Bullous pemphigoid: an updated review

Speaker: Jun Yamagami
Department of Dermatology, School of Medicine, Keio University, Japan

The Japanese government designated "pemphigoid", including bullous pemphigoid (BP), mucous membrane pemphigoid and epidermolysis bullosa acquisita, as nationally occurring intractable disease in 2015. Therefore, Japanese guidelines for the management of pemphigoid were published in 2017. Similar to pemphigus guidelines, the guidelines for BP has defined maintenance of remission as the treatment goal, and has divided treatment into two stages (initial therapy and maintenance therapy). Unlike pemphigus, during initial treatment of BP, mild, moderate and severe disease are treated differently: Staging of disease severity is by Bullous Pemphigoid Disease Area Index (BPDAI). The guidelines distinguished circumstantial therapies for pemphigoid (not pemphigus), such as superpotent topical steroids, doxycycline and cyclophosphamide.

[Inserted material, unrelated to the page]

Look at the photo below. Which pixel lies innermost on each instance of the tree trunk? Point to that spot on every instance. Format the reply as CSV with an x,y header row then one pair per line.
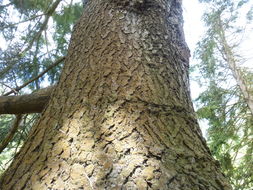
x,y
230,59
121,115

Dipeptidyl peptidase-4 (DDP-4) inhibitors are oral anti-hyperglycaemic drugs used in the treatment of type 2 diabetes mellitus. Cases of BP in patients after taking DDP-4 inhibitors have been reported. DDP-4i-BP patients usually present with the non-inflammatory phenotype of BP, with less erythema than observed in BP patients not on DDP-4 inhibitors. In addition, DDP-4i-BP patients have IgG autoantibodies against full-length BP180 but not against the NC16a domain, which is the main target of autoantibodies in typical BP.

Learning points:
The clinical features (less erythema) and IgG autoantibodies against full-length BP180 can be used to diagnose patients with BP caused by DDP-4 inhibitors.